Le titre de l’exposition reprend l’expression du critique d’art Christian Zervos qui, dès 1938, qualifie de « tableaux magiques » le vaste ensemble de peintures que Pablo Picasso réalise de l’été 1926 à la fin du premier trimestre de l’année 1930. Ce cycle d’œuvres comporte environ cent cinquante peintures aux caractéristiques plastiques et thématiques communes : extrêmement formalisées et reposant sur un système de signes, elles montrent des figures, d’abord composées de plans et de lignes, puis au contraire de surprenants volumes, qui semblent se transformer en permanence et représentent surtout des têtes et des corps, parfois dans le décor de l’atelier.

Les formes nouvelles, inventivité créative et la radicalité dont témoigne l’ensemble dit des « tableaux magiques » de Pablo Picasso, qui annonce la puissance du tableau Guernica, ont d’emblée généré des analyses passionnées, qui perdurent aujourd’hui.
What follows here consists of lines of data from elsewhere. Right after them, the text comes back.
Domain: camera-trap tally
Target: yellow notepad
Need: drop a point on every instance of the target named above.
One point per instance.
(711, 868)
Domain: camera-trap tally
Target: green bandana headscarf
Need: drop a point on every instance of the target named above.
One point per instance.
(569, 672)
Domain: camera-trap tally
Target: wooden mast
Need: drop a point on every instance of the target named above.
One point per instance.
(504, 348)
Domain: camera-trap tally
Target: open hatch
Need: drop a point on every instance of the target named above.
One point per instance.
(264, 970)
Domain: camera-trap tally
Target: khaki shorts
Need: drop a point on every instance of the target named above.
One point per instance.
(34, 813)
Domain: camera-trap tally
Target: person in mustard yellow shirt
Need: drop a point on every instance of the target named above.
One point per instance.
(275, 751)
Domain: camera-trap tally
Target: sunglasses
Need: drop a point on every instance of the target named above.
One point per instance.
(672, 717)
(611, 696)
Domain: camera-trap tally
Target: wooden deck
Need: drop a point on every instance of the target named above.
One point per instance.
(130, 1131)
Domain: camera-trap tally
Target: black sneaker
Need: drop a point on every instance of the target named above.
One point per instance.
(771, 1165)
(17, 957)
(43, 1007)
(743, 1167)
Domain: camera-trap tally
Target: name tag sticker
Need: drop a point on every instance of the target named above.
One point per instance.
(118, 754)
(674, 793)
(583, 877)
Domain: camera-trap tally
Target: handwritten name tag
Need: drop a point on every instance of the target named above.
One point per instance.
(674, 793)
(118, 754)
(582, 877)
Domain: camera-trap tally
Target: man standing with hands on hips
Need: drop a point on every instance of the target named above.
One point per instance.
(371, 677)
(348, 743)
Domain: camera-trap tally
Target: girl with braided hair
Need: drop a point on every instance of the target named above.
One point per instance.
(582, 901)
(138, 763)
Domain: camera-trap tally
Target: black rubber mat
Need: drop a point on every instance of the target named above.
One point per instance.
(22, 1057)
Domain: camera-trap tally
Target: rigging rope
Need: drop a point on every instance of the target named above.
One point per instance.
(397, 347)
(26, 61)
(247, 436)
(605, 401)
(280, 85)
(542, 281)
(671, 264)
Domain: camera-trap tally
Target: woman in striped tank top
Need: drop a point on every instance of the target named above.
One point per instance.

Première exposition exclusivement dédiée à cette période picassienne, « Picasso. Tableaux magiques » rassemble exceptionnellement une grande partie de ces œuvres singulières aujourd’hui dispersées à travers le monde et les replace dans le contexte du surréalisme et des courants intellectuels et psychanalytiques de l’époque.

Les « tableaux magiques » de Pablo Picasso annoncent Guernica

Le caractère magique de ce cycle d’œuvres de Pablo Picasso peut se lire dans le mode opératoire du peintre qui tracent en série leurs lignes sinueuses formant des doubles profils, des éléments anatomiques modifiés ou déplacés, selon un rythme soutenu et répétitif qui évoque les formules magiques et les pratiques incantatoires. Le principe de la métamorphose traverse l’ensemble de ces tableaux comme en témoignent des compositions dans lesquelles Pablo Picasso transforme des dessins de baigneuses en ce qui ressemble à un projet de figures sculpturales aux gestes et parties corporelles exagérés. Alors que Pablo Picasso s’intéresse à la sculpture à partir de l’automne 1928, ses peintures et dessins en subissent l’influence et évoluent vers la monumentalité.

Autre élément en filigrane de cet ensemble : l’atelier de l’artiste, lieu primordial où la naissance de l’œuvre repose sur la collaboration entre l’artiste et son modèle. Ainsi plusieurs expérimentations pour représenter des têtes et des figures donnent lieu à des compositions d’atelier. L’exposition s’intéresse dans sa partie intitulée « Ecrits magiques » à la réception des « Tableaux magiques » de Pablo Picasso par les cercles intellectuels, du critique d’art allemand Carl Einstein qui y voit un « réalisme mythique » au surréaliste André Breton, qui y voit l’œuvre d’un de ses pères spirituels.